Abstract 192: Correlates of the Apolipoprotein C-III Response to the Addition of Prescription Omega-3 in Adults with Hypertriglyceridemia Despite Stable Statin Therapy
Objectives: An elevated apolipoprotein (apo) C-III level has been shown to be an independent predictor of cardiovascular risk.1 Apo C-III inhibits activation of lipoprotein lipase, and higher levels of apo C-III are associated with prolonged circulatory residence of triglyceride (TG)-rich lipoproteins. LDL particle size is inversely associated with plasma TG concentration. The present study evaluated the effect of prescription omega-3-acid ethyl esters (P-OM3) on apo C-III and lipoprotein subfraction levels in adults with high TG levels (200 – 499 mg/dL) in subjects treated with stable statin therapy.
Methods: Multicenter, randomized, double-blind, placebo-controlled trial.
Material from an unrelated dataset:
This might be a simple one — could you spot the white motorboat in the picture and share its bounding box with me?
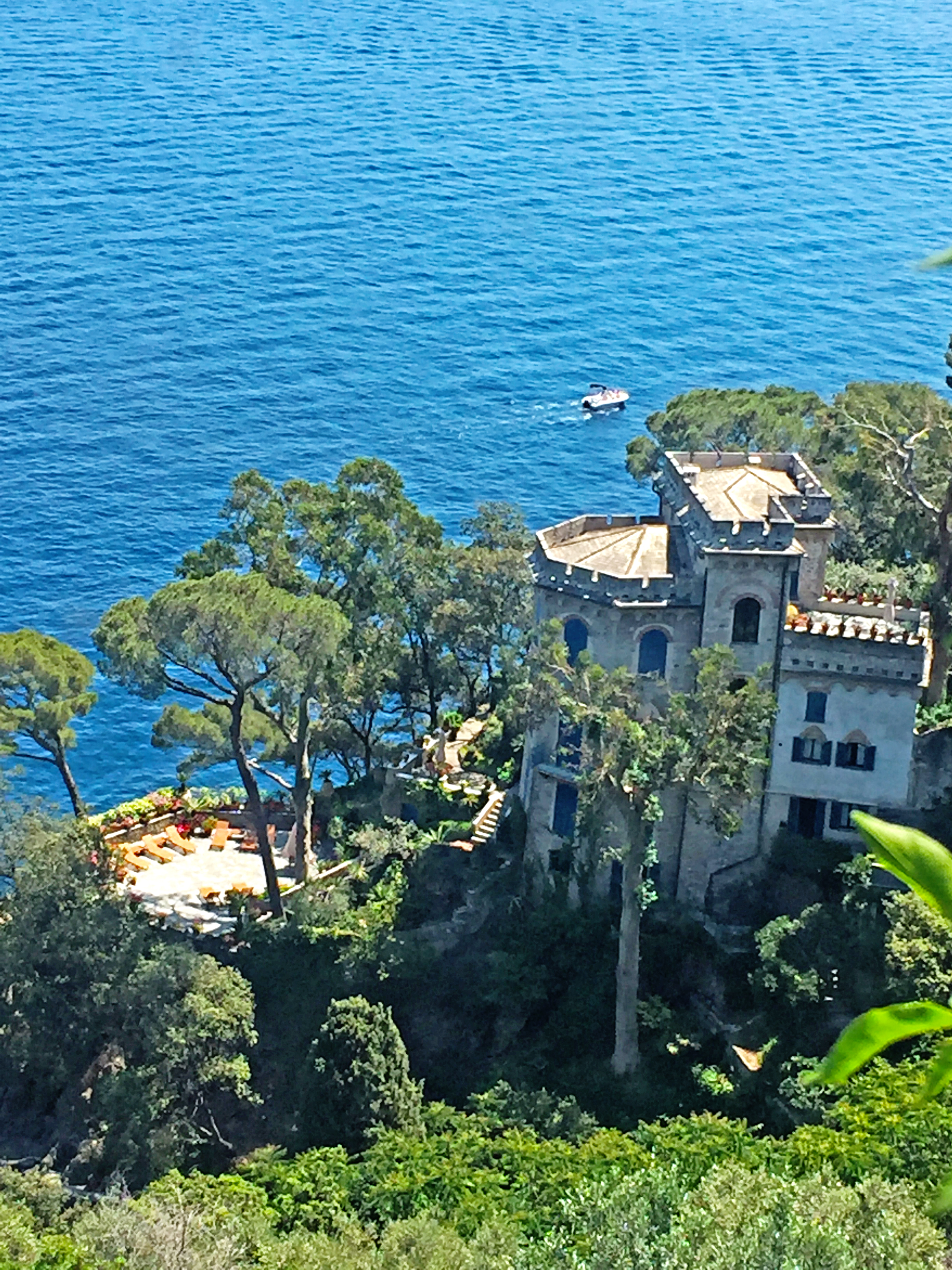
[581,384,630,410]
After 8 weeks on simvastatin 40 mg/d, 256 subjects were randomly assigned to 4 g/d of P-OM3 (Omacor®*) or placebo for an additional 8 weeks (COMBOS trial).
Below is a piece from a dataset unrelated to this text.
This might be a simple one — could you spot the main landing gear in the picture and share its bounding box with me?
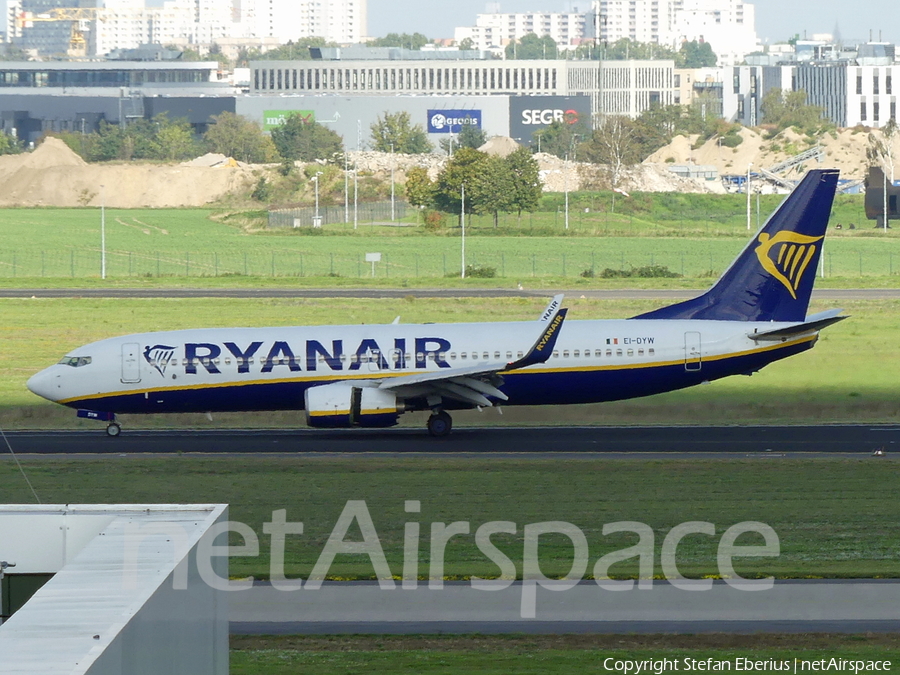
[428,410,453,438]
[77,410,122,438]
Results: In the P-OM3 +simvastatin group, apo C-III was significantly reduced vs placebo (−7.1% vs +3.8%, P<0.001) and TGs were also significantly reduced (−29.5% vs −6.3% in the placebo group, P<0.0001). Reductions in apo C-III were significantly correlated (all P<0.01) with reductions in very-low-density lipoprotein cholesterol (VLDL-C) (r =0.56), TG (r =0.51), and remnant lipoprotein particle cholesterol (r =0.43), LDL-C (r =0.27), and increases in LDL particle size (r =−0.23). In addition, lowering of apo C-III was associated with a reduction in the concentration of small LDL particles (r =0.32) and an increase in the concentration of large high-density-lipoprotein (HDL) particles (r =−0.24). Apo C-III response was unrelated to the changes in HDL-C (r =0.03).
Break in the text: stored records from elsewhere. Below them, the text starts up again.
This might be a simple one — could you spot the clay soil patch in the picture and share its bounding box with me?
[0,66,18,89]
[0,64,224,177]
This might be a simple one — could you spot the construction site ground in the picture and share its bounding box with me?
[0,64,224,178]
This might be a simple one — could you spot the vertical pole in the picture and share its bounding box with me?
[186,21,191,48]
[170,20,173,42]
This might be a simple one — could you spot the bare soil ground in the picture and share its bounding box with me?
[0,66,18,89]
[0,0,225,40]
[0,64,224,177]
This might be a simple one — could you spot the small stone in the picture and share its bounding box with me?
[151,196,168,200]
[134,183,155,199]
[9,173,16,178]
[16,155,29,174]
Conclusions: Results are consistent with the hypothesis that P-OM3-induced reductions in apo C-III may contribute to enhanced conversion of VLDL to LDL, as well as to increased lipolysis and reduced circulatory residence for TG-rich lipoproteins. The resulting reduction of serum TGs may produce a beneficial shift in particle size, yielding larger and less atherogenic LDL particles. The combined effect of P-OM3 + simvastatin’s ability to lower apo C-III and serum TGs, together with inducing a LDL particle size shift, may contribute to cardiovascular risk reduction and warrants future study.
Funding: Reliant Pharmaceuticals, Inc.